That work is now done, and our house already feels so much more open, clean, and welcoming! There’s still work to do, here and there, and the never-ending chores of home ownership, but I feel so much more at peace in our house. Getting rid of some of the things that we no longer use has opened up room for our family to play and grow and be. Another upshot? I’ve found several uncompleted projects that I’ve started to complete – look for those to come up on the blog soon.

Now we just have to keep the house this way! We’ve agreed to spend a few minutes at the end of each day tidying up and putting everything back where it belongs, which is sometimes a feat with a busy little boy. Next on the list: sort out a routine and some habits to simplify our life and make sure that the important things get done while still leaving us time to raise our son, spend time as a couple, and create!
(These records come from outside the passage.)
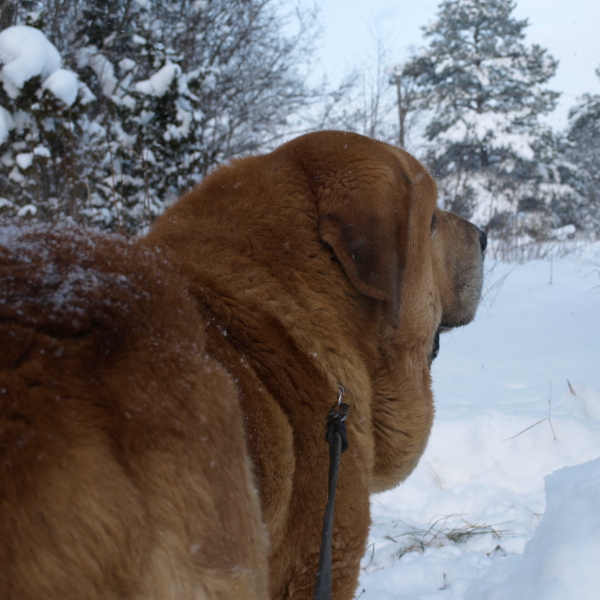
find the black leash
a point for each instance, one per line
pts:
(338, 444)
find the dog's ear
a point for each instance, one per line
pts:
(365, 218)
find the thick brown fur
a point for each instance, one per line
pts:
(324, 262)
(123, 465)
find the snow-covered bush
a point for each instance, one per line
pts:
(153, 98)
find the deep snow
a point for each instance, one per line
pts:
(518, 399)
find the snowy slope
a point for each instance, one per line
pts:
(518, 397)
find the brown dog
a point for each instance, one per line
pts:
(125, 473)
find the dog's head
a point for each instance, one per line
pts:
(377, 213)
(422, 266)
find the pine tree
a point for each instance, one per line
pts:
(484, 89)
(583, 152)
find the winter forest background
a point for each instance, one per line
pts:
(111, 109)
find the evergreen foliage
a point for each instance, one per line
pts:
(488, 91)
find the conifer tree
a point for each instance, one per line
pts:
(485, 89)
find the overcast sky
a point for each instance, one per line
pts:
(569, 29)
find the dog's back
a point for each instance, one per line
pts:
(123, 469)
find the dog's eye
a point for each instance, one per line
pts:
(433, 227)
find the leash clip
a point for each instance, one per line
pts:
(335, 420)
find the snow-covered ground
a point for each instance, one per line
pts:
(505, 502)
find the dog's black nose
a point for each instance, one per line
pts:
(482, 240)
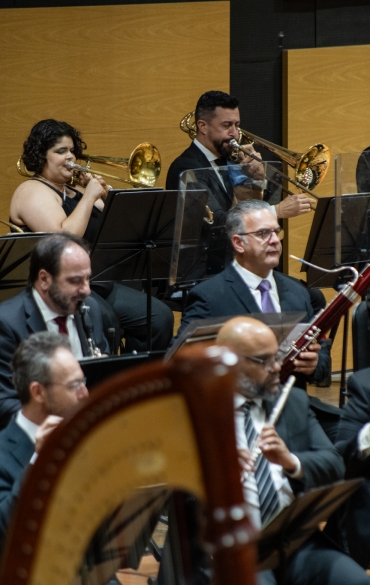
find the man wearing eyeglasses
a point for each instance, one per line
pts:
(49, 382)
(251, 285)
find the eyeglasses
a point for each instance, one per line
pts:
(265, 235)
(269, 362)
(74, 386)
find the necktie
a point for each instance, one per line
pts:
(266, 300)
(222, 162)
(62, 325)
(268, 496)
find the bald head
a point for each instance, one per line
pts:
(253, 339)
(248, 336)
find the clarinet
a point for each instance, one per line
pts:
(327, 318)
(275, 413)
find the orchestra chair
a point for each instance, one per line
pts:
(360, 337)
(156, 428)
A Different Kind of Creativity

I need to find new ways to be creative, and that’s stretching me a bit.

Let me sum up:

 

We are now three (five if you count the cats), and have been for almost four months now. The time has absolutely flown by in a whirlwind of figuring out this small person (who shall be known as KRH) who has stolen our hearts.

As noted by the title of this post, this requires a certain amount of creativity, but a kind of creativity I’ve not used before. There’s the usual ‘try everything until we figure out why the baby’s crying’ creativity, but also a certain amount of flexibility is required to make our new family work, to give my husband and myself time to do the things that keep us sane and healthy, while making sure that KRH has everything that he needs to grow. Fortunately, we are really lucky that we have a supportive family and community backing us up.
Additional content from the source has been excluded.